Baptismal Regeneration isn’t a term you’ll find in the Bible. It is a made up term used as a “straw man” argument by those who deny the necessity of baptism for salvation. A “straw man” argument is a tactic used by those who can’t answer an opposing view directly so they create a “straw man” and attack that instead. Then, showing the fake argument to be incorrect, they will assert that they have disproved the actual point when they really haven’t even touched it. By saying that the view of baptismal regeneration is false, those that deny the true biblical teaching on baptism claim they have proved their point. Actually what they’ve done is disprove something that no one agrees with or is even teaching in the first place.
“Baptismal regeneration” is the idea that baptism itself is what saves a person. That is, the act – in and of itself – of being baptized saves a person. Such an idea is, indeed, unscriptural and not at all what the Bible teaches about baptism. There is nothing “magical” or inherently powerful about the water of baptism that washes away a person’s sins. The water is just water! The saving power is in Christ and the gospel (Romans 1:16). The Bible doesn’t say to have faith in the water. It says to have faith in the working of God (Colossians 2:12).
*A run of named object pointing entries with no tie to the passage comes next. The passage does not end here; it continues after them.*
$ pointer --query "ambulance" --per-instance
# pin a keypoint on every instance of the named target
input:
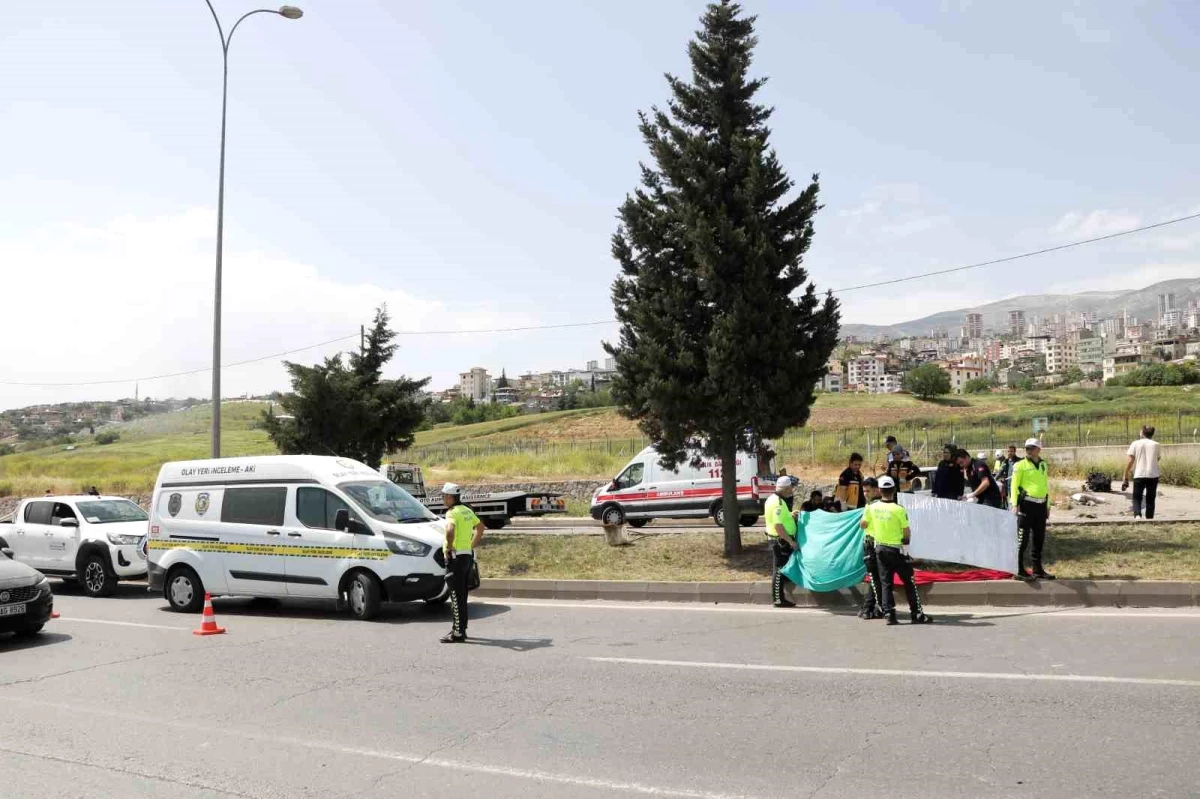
(645, 491)
(291, 526)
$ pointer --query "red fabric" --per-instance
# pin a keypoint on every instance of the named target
(922, 577)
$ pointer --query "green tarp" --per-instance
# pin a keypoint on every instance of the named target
(831, 553)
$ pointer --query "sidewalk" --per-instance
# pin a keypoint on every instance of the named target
(1005, 593)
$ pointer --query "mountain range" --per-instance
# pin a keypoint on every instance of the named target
(1141, 304)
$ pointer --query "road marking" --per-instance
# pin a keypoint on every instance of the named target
(899, 672)
(701, 607)
(120, 624)
(533, 775)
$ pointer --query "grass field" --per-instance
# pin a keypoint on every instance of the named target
(1117, 552)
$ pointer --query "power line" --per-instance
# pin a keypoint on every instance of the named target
(609, 322)
(1024, 254)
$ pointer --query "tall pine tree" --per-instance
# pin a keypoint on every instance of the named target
(349, 410)
(723, 338)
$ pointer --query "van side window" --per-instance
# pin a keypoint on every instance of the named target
(39, 512)
(631, 476)
(317, 508)
(61, 511)
(253, 505)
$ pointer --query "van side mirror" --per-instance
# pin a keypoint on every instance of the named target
(343, 522)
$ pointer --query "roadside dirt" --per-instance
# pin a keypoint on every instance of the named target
(1174, 503)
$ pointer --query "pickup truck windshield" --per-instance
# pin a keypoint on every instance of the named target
(102, 511)
(387, 502)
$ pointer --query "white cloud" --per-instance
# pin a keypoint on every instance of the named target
(1090, 224)
(1133, 278)
(133, 298)
(1084, 30)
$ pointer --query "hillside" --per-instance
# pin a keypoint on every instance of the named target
(577, 443)
(1141, 304)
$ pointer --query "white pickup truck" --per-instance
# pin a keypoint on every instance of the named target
(91, 540)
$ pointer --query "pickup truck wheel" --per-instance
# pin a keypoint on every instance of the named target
(364, 596)
(96, 580)
(184, 590)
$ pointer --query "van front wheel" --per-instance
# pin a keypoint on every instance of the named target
(363, 593)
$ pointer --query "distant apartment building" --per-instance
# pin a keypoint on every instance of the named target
(475, 384)
(961, 372)
(1061, 355)
(1090, 353)
(1017, 323)
(862, 371)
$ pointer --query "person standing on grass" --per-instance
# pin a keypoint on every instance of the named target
(887, 523)
(850, 485)
(781, 534)
(463, 532)
(1030, 497)
(1144, 457)
(948, 481)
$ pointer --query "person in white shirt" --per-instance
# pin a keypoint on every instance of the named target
(1144, 456)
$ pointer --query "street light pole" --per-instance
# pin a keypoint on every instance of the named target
(287, 12)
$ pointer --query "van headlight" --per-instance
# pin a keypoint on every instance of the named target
(408, 547)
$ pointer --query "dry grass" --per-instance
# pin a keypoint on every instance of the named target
(1116, 552)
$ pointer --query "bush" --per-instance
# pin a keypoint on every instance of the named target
(927, 380)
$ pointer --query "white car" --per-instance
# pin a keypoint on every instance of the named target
(292, 526)
(93, 540)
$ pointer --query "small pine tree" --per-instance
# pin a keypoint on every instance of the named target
(723, 338)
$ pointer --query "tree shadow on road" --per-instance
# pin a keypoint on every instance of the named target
(15, 643)
(511, 644)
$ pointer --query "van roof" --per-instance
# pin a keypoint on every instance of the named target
(263, 469)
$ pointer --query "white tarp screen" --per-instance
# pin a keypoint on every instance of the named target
(955, 532)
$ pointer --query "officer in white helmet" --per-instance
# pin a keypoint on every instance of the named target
(463, 532)
(781, 533)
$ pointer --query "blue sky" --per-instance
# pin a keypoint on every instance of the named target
(463, 161)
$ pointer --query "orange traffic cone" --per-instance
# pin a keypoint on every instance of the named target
(209, 624)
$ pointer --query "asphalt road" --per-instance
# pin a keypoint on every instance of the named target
(587, 700)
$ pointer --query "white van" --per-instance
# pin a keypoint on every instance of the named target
(645, 491)
(292, 526)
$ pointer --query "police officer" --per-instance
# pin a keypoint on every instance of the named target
(887, 523)
(781, 533)
(983, 487)
(1030, 497)
(463, 532)
(870, 608)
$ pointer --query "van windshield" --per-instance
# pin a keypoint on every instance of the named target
(387, 502)
(102, 511)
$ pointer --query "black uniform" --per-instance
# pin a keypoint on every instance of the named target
(978, 472)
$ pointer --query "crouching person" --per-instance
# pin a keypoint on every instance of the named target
(887, 523)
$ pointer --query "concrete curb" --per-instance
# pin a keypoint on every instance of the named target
(1061, 593)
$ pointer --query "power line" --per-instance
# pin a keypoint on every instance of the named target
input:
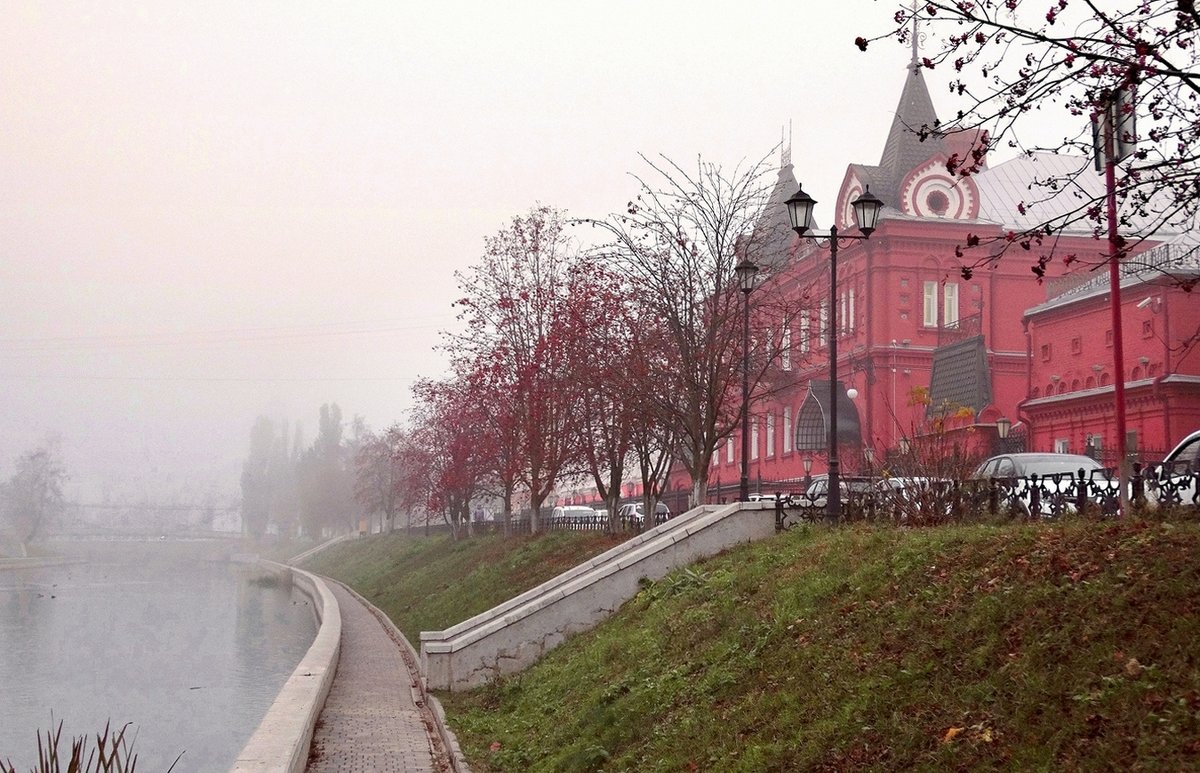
(217, 337)
(83, 505)
(233, 379)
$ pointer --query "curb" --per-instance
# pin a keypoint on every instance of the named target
(282, 739)
(450, 749)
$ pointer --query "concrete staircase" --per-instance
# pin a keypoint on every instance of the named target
(513, 635)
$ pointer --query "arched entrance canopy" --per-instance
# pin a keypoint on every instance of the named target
(813, 425)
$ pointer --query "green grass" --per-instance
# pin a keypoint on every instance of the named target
(1066, 646)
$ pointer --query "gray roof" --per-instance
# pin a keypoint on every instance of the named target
(1168, 263)
(905, 148)
(1003, 187)
(773, 233)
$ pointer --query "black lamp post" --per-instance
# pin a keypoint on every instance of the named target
(1002, 427)
(745, 271)
(867, 213)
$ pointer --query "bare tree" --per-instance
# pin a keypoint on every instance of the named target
(34, 495)
(1013, 60)
(678, 243)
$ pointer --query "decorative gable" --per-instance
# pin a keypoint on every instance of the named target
(851, 189)
(930, 191)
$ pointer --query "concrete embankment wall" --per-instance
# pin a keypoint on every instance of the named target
(513, 635)
(281, 742)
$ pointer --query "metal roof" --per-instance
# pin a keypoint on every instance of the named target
(1005, 187)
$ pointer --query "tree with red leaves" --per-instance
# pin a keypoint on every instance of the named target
(678, 244)
(1011, 60)
(604, 323)
(515, 303)
(448, 430)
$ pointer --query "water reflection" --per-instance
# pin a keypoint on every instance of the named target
(190, 651)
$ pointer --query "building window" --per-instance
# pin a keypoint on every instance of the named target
(823, 322)
(951, 303)
(930, 318)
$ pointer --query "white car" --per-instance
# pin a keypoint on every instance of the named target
(571, 511)
(633, 514)
(1174, 481)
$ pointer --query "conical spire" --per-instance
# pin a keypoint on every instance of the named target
(912, 137)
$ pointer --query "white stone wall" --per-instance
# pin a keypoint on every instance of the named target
(515, 634)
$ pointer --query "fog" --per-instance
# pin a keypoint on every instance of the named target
(213, 211)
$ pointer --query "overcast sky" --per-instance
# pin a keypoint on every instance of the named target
(216, 210)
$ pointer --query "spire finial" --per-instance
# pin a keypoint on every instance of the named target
(916, 39)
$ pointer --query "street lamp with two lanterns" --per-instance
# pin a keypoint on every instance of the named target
(867, 213)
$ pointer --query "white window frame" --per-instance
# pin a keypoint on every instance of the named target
(929, 317)
(951, 305)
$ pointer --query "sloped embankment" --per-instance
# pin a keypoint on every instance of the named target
(432, 582)
(1068, 646)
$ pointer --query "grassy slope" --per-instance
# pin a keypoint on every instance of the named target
(1071, 646)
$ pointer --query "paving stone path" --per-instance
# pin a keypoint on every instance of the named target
(375, 719)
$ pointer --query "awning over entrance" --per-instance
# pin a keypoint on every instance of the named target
(960, 378)
(811, 423)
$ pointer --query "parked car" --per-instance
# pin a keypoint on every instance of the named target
(852, 489)
(1174, 481)
(1045, 484)
(571, 511)
(633, 513)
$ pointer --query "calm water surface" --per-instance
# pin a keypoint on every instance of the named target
(189, 651)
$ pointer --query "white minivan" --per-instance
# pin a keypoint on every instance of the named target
(1174, 481)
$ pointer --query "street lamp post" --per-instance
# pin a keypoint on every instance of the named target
(867, 213)
(745, 271)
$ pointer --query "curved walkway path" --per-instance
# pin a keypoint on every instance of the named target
(375, 718)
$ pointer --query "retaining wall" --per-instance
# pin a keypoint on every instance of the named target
(281, 742)
(515, 634)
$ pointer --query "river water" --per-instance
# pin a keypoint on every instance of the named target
(189, 649)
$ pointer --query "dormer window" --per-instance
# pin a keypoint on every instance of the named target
(937, 203)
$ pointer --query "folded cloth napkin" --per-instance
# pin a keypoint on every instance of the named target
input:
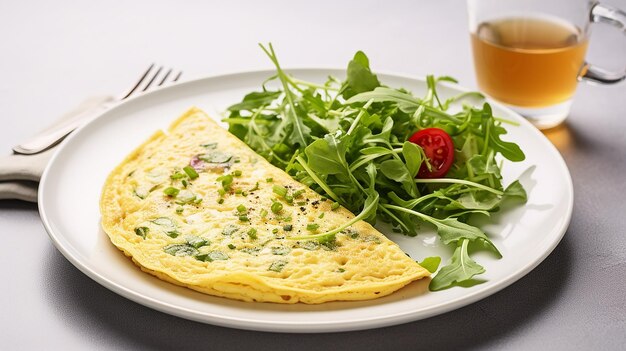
(20, 174)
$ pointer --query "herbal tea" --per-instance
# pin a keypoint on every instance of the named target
(529, 62)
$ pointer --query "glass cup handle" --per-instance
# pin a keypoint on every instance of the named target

Paul said “you were … buried with Him in baptism, in which you also were raised with Him through faith in the working of God, who raised Him from the dead.” So, the new birth that takes place in baptism is the result of “faith in the working of God.” The word “faith” here means, “to believe to the extent of complete trust and reliance” (Louw & Nida, vol. 1, p. 375).
A person obeys the gospel by joining with Christ in His death, burial, and resurrection (Romans 6:3, 4). This is done by being baptized “into His death” as a repentant believer (Mark 16:16). It is that “obedience to the faith” (Romans 1:5; 16:26), that puts one into Christ (Galatians 3:26, 27) and brings about the new life in Him (Colossians 2:12). It is a person’s “complete trust and reliance” in God that saves them. It is not the water! It is the obedience of faith that brings salvation in Christ.
About the closest you will come to the term “baptismal regeneration” in the Bible is in Titus 3:5, “the washing of regeneration and renewing of the Holy Spirit.” Regeneration here means, “to experience a complete change in one’s way of life to what it should be, with the implication of return to a former state or relation—‘to be born again, to experience new birth, rebirth’” (Louw & Nida, vol. 1, p. 509). There is no question that Paul taught that the new birth occurs at the point of baptism but that’s not what people mean when they say “baptismal regeneration.”